Carnival's brand ambassador John Heald revealed the line's new initiative on his Facebook page: "We will no longer automatically serve any soda or cocktail (except frozen) with a plastic straw. They will be provided by request. If you want one, please ask. Please support our efforts to limit the amount of plastic that can be found in the seas today."
A spokesperson for Carnival confirmed that the changes are effective immediately fleetwide.
Heald's post ended by saying, "I hope I can count on all of you reading this to support Carnival. We will be doing more over time to limit the use of single use plastic products onboard our ships."
Straws will continue to be available upon request.
P&O Cruises and Cunard, both of which fall under Carnival Corp.'s U.K. umbrella, pledged in early February to abolish all single-use plastics -- including straws, water bottles and food packaging -- from its ships by 2022.
Royal Caribbean also pledged to ban single-use plastic across its fleet -- along with sister brands Celebrity Cruises and Azamara Club Cruises -- but did not indicate when the policy might go into effect.
Small-ship cruise line Peregrine Adventures, too, recently revealed it will ban all single-use plastics from its exclusive charter cruises. It also will provide refillable water bottles to its passengers, in lieu of plastic water bottles.
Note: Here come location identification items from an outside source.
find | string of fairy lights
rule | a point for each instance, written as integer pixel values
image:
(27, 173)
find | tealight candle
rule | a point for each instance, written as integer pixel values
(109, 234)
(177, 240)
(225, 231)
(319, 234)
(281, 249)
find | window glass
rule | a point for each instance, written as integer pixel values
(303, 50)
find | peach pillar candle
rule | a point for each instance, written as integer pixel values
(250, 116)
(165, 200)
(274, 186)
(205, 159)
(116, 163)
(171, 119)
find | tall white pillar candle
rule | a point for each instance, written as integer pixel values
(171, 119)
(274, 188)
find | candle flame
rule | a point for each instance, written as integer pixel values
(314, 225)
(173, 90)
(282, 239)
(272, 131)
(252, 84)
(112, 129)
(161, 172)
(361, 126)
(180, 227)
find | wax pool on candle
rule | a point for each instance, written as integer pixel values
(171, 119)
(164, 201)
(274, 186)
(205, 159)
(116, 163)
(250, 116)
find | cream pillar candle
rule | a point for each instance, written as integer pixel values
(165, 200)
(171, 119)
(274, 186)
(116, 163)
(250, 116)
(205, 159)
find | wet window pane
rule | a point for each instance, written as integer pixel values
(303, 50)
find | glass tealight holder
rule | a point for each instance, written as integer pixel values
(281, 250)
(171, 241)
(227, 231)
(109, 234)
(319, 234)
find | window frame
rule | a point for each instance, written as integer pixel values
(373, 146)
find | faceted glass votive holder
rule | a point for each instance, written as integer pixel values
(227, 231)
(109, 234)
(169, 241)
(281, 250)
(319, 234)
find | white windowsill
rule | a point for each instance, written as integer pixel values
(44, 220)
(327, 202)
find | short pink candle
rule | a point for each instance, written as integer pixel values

In addition to eliminating single-use plastics from their ships, cruise lines are moving in the direction of building more energy efficient ships. Carnival Corporation, for example, plans to launch a handful of ships that will be powered entirely by "greener" Liquefied Natural Gas (LNG); Royal Caribbean also claims its newest ship, Symphony of the Seas, is 25 percent more energy efficient than its nearly identical fleetmate Allure of the Seas, due to more innovative approaches to hydrodynamics and a heat recovery system.